With that background, an instance of a
DatascopeDatabase
can be created with a variant of the following code fragment:
dsdb = DatascopeDatabase("usarray")
where “usrray” is the “name” used for this database instance.
Experienced Datascope users will know that Datascope has a useful,
albeit confusing, feature that allows the collection of
files that define the database to be spread through multiple directories.
That features is nearly always exploited, in practice, by placing
more static tables in a separate directory. For that reason
DatascopeDatabase
has an optional dir argument to point the constructor to read
data files from a different directory. e.g. a variant of the
above example to access files in a “dbmaster” (common practice)

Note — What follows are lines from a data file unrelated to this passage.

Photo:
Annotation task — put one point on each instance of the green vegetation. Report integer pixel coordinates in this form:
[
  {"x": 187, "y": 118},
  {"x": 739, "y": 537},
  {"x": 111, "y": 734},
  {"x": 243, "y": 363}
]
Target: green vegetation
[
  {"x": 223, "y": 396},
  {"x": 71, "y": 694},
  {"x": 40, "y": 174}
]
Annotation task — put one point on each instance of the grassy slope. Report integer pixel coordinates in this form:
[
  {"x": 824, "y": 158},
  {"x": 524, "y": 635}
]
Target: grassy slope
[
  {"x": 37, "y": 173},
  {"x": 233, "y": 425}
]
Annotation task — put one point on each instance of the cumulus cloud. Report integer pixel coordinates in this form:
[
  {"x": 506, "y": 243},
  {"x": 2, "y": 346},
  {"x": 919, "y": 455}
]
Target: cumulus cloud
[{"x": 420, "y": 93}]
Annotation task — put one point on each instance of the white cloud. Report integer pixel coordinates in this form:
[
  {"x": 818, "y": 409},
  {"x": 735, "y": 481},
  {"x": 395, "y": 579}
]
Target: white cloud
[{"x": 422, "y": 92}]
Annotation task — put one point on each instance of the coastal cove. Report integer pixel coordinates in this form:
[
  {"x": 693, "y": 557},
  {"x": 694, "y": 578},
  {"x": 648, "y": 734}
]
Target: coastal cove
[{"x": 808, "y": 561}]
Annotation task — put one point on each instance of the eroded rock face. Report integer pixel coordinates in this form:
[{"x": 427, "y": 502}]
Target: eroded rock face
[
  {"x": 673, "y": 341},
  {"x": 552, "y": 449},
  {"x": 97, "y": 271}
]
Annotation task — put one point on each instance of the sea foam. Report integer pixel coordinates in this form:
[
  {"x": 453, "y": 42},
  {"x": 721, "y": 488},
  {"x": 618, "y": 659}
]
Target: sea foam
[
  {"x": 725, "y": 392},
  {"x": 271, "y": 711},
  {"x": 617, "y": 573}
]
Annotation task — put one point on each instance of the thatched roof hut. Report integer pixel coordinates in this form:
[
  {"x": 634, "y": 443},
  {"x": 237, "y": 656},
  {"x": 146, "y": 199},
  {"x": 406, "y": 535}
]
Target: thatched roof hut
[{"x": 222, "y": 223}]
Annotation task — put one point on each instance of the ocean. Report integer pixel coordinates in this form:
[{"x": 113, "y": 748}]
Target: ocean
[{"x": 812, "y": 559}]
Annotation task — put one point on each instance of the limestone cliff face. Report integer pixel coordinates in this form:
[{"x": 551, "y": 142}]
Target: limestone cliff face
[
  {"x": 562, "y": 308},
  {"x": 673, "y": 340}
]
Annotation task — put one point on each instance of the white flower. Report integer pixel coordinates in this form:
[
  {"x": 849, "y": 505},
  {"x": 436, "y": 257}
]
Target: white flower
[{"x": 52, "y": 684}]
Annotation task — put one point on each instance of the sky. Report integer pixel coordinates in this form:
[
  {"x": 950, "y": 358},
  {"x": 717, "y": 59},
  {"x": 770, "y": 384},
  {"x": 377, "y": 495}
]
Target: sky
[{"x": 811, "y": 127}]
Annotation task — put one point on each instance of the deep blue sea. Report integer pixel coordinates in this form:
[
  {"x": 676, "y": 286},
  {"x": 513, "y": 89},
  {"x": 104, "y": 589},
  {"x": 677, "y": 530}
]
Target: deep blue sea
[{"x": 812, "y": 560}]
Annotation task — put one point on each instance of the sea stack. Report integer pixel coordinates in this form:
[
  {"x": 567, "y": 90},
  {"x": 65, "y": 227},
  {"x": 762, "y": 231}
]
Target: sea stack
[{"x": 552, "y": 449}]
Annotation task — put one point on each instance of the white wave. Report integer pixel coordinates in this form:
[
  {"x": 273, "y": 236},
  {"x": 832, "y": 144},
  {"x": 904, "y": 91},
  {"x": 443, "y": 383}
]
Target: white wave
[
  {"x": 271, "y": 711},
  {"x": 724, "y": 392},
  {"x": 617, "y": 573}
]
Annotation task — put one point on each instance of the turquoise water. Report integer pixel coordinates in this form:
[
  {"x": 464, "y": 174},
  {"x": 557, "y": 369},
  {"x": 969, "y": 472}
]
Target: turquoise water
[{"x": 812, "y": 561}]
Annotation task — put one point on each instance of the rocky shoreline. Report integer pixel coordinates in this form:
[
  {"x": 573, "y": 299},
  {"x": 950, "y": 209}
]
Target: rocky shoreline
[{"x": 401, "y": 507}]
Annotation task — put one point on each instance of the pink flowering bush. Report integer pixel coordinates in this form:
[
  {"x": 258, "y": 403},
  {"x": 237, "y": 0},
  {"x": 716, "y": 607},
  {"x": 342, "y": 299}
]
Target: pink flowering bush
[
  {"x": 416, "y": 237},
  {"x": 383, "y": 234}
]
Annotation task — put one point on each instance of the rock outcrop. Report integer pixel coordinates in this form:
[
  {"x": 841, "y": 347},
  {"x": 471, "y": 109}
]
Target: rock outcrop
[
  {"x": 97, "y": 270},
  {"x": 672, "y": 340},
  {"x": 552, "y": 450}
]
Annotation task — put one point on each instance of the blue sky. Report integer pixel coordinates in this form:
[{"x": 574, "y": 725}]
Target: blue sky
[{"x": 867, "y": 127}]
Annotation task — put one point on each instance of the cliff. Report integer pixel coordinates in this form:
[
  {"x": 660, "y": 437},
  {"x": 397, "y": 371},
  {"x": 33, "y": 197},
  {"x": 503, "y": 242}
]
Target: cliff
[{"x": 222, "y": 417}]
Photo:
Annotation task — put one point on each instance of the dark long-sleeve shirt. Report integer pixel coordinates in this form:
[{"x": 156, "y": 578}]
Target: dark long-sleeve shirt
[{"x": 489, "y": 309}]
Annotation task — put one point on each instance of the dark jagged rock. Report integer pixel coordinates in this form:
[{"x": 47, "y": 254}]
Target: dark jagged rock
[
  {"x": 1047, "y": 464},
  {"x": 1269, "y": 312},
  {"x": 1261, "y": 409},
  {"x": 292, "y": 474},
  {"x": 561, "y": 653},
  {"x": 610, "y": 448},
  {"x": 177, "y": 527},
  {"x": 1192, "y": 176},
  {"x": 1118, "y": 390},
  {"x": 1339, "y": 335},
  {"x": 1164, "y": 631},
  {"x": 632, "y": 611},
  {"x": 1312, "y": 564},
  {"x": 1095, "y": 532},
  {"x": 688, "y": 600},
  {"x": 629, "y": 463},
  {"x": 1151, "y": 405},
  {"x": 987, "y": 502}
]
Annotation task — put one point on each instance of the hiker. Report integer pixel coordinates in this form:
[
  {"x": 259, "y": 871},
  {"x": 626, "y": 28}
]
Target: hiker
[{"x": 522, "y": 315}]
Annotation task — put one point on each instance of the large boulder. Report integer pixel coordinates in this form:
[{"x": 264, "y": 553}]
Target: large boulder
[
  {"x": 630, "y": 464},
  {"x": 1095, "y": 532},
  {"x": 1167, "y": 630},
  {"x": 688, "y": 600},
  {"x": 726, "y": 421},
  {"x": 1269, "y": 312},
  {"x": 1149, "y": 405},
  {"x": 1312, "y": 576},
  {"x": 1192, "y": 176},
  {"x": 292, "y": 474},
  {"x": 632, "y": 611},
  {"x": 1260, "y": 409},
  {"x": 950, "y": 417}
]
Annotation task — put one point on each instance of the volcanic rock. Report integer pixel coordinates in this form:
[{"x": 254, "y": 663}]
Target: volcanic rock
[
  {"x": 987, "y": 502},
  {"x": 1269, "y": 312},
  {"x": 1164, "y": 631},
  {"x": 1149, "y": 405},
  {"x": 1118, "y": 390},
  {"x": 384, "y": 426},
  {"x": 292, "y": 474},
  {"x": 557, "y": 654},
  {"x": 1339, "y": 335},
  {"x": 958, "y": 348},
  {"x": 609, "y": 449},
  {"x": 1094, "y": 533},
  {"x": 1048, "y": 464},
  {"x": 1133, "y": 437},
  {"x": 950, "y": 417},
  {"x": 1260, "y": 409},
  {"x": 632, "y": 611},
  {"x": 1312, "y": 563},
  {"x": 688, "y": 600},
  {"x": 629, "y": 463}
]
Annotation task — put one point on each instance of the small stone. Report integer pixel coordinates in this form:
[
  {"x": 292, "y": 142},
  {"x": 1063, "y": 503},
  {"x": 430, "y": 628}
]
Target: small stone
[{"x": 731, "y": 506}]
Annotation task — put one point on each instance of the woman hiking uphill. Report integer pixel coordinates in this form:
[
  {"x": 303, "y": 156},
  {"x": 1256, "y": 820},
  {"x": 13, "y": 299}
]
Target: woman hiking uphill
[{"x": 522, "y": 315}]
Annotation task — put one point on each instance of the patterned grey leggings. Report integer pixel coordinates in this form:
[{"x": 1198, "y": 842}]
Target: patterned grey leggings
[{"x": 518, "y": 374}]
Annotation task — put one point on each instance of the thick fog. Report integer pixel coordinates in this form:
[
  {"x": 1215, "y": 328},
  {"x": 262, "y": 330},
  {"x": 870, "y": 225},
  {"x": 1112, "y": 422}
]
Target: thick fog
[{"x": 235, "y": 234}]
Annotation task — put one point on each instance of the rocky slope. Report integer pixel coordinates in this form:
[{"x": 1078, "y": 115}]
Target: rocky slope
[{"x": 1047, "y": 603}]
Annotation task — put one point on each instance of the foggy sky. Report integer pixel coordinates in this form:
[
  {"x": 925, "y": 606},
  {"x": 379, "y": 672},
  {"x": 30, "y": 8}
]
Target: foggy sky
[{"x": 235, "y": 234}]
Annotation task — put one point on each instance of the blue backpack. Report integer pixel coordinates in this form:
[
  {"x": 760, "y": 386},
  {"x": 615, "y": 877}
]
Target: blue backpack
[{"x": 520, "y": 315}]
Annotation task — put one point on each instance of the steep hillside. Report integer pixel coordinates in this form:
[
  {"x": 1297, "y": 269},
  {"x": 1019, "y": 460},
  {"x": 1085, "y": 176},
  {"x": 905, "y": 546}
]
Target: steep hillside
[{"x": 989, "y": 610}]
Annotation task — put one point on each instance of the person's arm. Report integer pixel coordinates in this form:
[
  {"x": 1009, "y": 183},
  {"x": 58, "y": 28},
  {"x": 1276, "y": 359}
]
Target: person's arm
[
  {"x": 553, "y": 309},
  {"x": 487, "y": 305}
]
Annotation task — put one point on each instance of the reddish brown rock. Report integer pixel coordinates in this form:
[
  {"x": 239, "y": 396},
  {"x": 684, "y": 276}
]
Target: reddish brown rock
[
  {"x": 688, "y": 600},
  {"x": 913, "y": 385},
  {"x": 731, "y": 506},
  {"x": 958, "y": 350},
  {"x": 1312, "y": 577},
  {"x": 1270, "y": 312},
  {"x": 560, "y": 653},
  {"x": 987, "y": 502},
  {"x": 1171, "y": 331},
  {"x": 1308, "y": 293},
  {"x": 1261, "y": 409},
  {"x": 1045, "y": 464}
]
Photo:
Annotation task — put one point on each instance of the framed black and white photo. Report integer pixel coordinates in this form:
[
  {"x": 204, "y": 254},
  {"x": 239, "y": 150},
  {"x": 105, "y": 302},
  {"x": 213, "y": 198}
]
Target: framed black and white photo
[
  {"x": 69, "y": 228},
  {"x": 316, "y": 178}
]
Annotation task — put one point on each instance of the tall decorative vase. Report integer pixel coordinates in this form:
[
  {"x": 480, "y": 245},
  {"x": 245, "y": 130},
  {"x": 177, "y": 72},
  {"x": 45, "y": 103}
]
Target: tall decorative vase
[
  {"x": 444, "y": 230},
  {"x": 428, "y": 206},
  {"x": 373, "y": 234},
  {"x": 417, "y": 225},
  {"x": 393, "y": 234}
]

directory is the following:
dsdbm = DatascopeDatabase("usarray",dir="~/dbmaster")
Once, an instance of
DatascopeDatabase
is created that points to the directory from which you want to import
one or more tables, the usage to fetch the data that table contains
is similar to that for the pandas SQL readers. Use the
get_table
method of
DatascopeDatabase
to retrieve individual tables from the Datascope database
as a pandas DataFrame. An important option described in the
docstrng is a python list passed via the optional argument
with key attributes_to_load. The default loads the entire css3.0
schema table. Use a list to limit what attributes are retrieved.
That is frequently desirable as all CSS3.0 tables have attributes that
are often or nearly always null.
The following eexample shows a typical use of the
get_table
method. This example retrieves the coordinate data from
the usarray “site” tables using the handle dsdbm created with
the code line above:
coordlist = ['sta','ondate','offdate','lat','lon','elev']
df = dsdbm.get_table("site",attributes_to_load=coordlist)
The result could be used for normalization to load coordinates by station name. (In reality there are some additional complications related to the time fields and seed station codes. Those, however are a side issue that would only confuse the topic of discussion so I ignore it here.)
The inverse of the
get_table
method is the
df2table
method. As it’s name implies it attempts to write a pandas
DataFrame to a particular Datascope table, which means it will attempt to
write a properly formatted text file for the table name passed to the
method function.
Finally, the datascope.py
module also contains two
convenience methods that simply two common operations with
Datascope database tables:
CSS30Catalog2df
creates the standard “catalog-view” of CSS3.0. In seismology a “catalog” is a image of what in ancient times was distributed as book tabulating earthquake hypocenter estimates and arrival time data used to create those estimates. CSS3.0 standardized a schema for creating a “catalog” as the join of four tables that this method creates: event->origin->assoc->arrival where “->” symbolizes a right database join operator. It returns a pandas DataFrame that is the “catalog”. Usage details can be gleaned from the docstring.wfdisc2doc
can be thought of as an alternative to the MsPASSindex_mseed_file
method. It returns a list of python dictionaries (documents) that are roughly equivalent to documents created byindex_mseed_file
. The main application is to use the alternative miniseed indexer of Antelope. There are many ways that raw miniseed files from experimental data (i.e. data not sanitized for storage in the archives) can be flawed. The Antelope implementation has more robust handlers for known problems than that in MsPASS. For most uses we would encourage immediately dumping the output to the standard MsPASS collectionwf_miniseed
using a variant of this example.
client = DBClient()
db = client.get_database("myproject")
dsdb = DatascopeDatabase("usarray")
doclist = dsdb.wfdisc2doclist()
db.wf_miniseed.insert_many(doclist)
Note
Be warned that py:meth:wfdisc2doc<mspasspy.preprocessing.css30.datascope.DatascopeDatabase.wfdisc2doclist> only work with a wfdisc that is an index to miniseed data. It does not currently support other formats defined by CSS3.0.